Я лежала за шёлковой ширмой с красными японскими веерами и смотрела на парящих под потолком ангелов. В приглушённом свете керосиновой лампы они кружились в прекрасном танце под изумительную музыку небесной свирели.
А навстречу им неслась с земли какофония звуков из прошлого: взрывы снарядов, пулемётные очереди, плач младенцев, вой матерей, последние вздохи убитых людей.
– Как вам удалось выжить в том аду?
– Я и не думала, что останусь жить. Просто вставала утром и шла на обязательные работы, потом возвращалась и проваливалась в спасительный сон. От череды смертей мозг отказывался воспринимать действительность. А смерть не отступала, она смотрела пустыми глазами фашистов, расстреливающих нас на улицах, догоняла девятимиллиметровыми сгустками огня, убивала в машинах-«душегубках».
Мою младшую сестру Алису поймали на улице возле дома. Бросили в такую вот «душегубку» и возили до вечера. Потом выбросили вместе со всеми возле карьера. Нам на следующий день об этом сказала знакомая, которую отправили закапывать трупы.
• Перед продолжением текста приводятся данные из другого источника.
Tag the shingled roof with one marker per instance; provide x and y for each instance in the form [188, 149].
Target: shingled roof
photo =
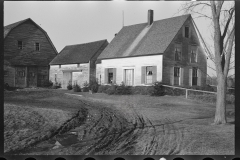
[79, 53]
[141, 39]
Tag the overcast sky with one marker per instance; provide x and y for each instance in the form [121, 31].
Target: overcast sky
[75, 22]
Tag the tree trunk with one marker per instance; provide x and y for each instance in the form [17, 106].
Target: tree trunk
[220, 115]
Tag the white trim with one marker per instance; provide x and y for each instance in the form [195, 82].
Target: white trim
[134, 72]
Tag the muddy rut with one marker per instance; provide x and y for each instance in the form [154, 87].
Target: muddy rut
[107, 131]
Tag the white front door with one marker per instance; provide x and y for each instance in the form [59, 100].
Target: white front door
[129, 77]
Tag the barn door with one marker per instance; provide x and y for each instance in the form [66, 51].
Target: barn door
[32, 77]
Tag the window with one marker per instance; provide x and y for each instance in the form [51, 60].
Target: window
[21, 73]
[186, 32]
[37, 46]
[177, 53]
[31, 74]
[5, 73]
[193, 55]
[176, 75]
[110, 76]
[20, 45]
[194, 76]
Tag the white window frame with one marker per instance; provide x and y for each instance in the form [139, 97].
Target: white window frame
[188, 31]
[134, 74]
[37, 46]
[20, 46]
[179, 75]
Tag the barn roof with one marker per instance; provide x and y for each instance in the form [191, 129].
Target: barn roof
[79, 53]
[10, 27]
[142, 39]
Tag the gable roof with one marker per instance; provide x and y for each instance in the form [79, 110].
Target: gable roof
[79, 53]
[10, 27]
[141, 39]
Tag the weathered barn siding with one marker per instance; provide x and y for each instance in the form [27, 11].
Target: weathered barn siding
[169, 62]
[69, 73]
[135, 63]
[29, 34]
[93, 62]
[10, 77]
[34, 64]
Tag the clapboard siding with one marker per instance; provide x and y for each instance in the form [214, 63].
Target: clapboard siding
[169, 62]
[135, 63]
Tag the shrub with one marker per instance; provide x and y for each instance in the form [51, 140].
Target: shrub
[143, 90]
[85, 87]
[76, 88]
[69, 86]
[103, 88]
[94, 85]
[56, 85]
[122, 89]
[208, 88]
[158, 89]
[111, 90]
[47, 83]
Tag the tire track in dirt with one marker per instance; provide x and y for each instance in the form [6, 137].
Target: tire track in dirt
[108, 131]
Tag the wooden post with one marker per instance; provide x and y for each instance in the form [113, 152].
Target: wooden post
[186, 93]
[26, 77]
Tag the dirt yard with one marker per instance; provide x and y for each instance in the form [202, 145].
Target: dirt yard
[83, 124]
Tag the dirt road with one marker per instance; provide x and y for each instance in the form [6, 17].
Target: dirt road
[134, 126]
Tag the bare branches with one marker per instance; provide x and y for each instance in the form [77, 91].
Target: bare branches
[230, 42]
[219, 7]
[231, 11]
[211, 68]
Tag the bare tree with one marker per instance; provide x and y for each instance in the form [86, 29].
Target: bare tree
[222, 16]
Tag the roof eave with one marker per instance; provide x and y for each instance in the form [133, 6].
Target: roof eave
[153, 54]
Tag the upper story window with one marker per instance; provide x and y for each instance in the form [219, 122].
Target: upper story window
[186, 31]
[193, 54]
[177, 52]
[194, 76]
[5, 73]
[37, 46]
[20, 45]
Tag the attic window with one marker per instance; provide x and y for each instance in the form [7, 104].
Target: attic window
[20, 45]
[37, 46]
[5, 73]
[186, 31]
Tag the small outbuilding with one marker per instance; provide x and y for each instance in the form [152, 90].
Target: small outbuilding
[75, 64]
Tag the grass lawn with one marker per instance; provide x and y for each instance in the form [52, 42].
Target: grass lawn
[169, 125]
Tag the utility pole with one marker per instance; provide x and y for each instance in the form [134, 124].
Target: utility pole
[123, 18]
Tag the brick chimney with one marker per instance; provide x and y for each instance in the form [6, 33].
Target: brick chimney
[150, 17]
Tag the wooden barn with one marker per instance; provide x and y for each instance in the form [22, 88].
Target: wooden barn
[75, 64]
[166, 50]
[27, 53]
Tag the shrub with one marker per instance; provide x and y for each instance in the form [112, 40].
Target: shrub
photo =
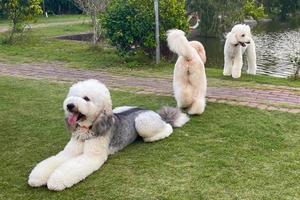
[130, 24]
[252, 10]
[19, 11]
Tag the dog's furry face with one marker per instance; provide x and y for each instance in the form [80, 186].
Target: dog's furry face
[85, 101]
[240, 34]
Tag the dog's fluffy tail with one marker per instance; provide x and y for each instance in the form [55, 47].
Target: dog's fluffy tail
[173, 116]
[178, 43]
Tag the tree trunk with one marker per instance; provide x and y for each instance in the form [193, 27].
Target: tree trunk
[94, 22]
[14, 29]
Мама таяла на глазах. Я как могла ухаживала за ней. Но тяжелее всего было прятать Стеллочку. Маленькая и высохшая, как старушка, она постоянно кричала от боли и просила кушать.
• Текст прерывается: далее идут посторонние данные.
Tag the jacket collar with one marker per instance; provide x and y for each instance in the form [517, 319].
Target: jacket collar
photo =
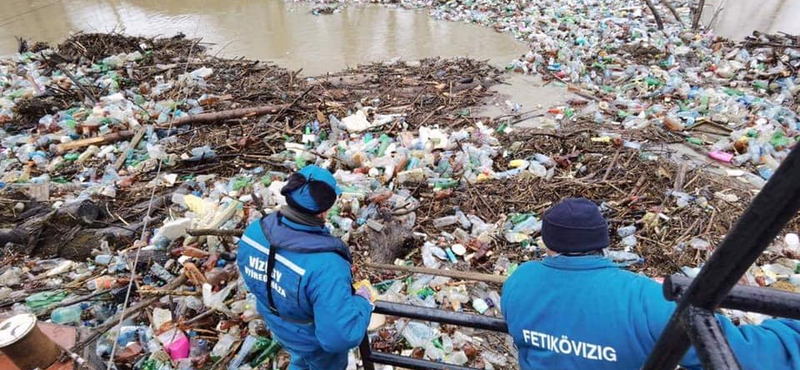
[302, 227]
[578, 262]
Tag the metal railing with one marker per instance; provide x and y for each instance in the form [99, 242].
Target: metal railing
[426, 314]
[693, 322]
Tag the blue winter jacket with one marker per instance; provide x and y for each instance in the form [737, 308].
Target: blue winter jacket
[311, 286]
[586, 313]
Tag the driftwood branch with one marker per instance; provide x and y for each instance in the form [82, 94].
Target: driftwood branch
[653, 9]
[448, 273]
[216, 232]
[225, 115]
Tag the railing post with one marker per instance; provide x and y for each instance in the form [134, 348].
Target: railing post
[366, 353]
[768, 213]
[709, 340]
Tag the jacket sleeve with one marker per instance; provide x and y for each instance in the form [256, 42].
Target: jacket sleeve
[341, 318]
[775, 344]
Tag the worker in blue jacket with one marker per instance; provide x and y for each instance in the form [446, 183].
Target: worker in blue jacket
[300, 275]
[576, 309]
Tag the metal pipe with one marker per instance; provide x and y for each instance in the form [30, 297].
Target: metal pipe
[709, 340]
[413, 363]
[744, 298]
[442, 316]
[776, 203]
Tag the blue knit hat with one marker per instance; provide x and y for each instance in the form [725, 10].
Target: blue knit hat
[575, 225]
[311, 190]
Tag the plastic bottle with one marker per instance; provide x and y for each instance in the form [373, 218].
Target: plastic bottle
[101, 283]
[629, 241]
[699, 244]
[480, 305]
[462, 219]
[428, 259]
[626, 231]
[12, 276]
[268, 353]
[417, 334]
[44, 299]
[494, 358]
[223, 346]
[433, 353]
[67, 315]
[459, 358]
[792, 241]
[244, 350]
[445, 221]
[624, 258]
[176, 343]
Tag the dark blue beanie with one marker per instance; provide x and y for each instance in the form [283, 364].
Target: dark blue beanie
[574, 225]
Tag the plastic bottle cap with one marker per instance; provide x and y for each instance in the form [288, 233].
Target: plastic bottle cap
[16, 328]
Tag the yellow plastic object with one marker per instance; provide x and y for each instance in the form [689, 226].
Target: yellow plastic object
[197, 204]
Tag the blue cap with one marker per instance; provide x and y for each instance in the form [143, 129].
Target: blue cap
[575, 225]
[302, 196]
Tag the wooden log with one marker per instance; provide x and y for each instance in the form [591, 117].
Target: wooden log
[476, 276]
[216, 232]
[225, 115]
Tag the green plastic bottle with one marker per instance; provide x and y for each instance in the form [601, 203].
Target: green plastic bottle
[44, 299]
[385, 141]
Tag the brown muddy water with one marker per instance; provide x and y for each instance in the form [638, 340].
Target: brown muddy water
[287, 34]
[283, 33]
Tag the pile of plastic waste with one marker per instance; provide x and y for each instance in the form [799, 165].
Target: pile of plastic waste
[152, 195]
[735, 100]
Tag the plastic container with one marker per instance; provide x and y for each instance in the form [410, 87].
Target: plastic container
[67, 315]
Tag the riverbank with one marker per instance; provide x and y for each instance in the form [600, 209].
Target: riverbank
[116, 150]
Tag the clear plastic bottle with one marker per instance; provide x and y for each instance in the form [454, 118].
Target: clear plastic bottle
[626, 231]
[223, 346]
[445, 221]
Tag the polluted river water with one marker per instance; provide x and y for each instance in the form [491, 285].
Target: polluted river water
[286, 34]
К этому времени рассол из селедочных бочек считался деликатесом, обычной едой были оладьи из картофельной кожуры, сало, которое удавалось соскоблить на кожзаводе со старых шкур.
А в начале января Стелла вдруг замолчала. Ноги её стали распухать, тело покрылось язвами. Фашисты всегда боялись заразы, поэтому отслеживали больных и сразу же отправляли в лазарет за территорией гетто. Там либо убивали, либо пытались лечить. Кому как повезёт. Так Стелла оказалась в больнице. Навещать её запрещалось. Через неделю я всё же решилась подойти к воротам больницы. Медсестра сказала, что девочка умерла.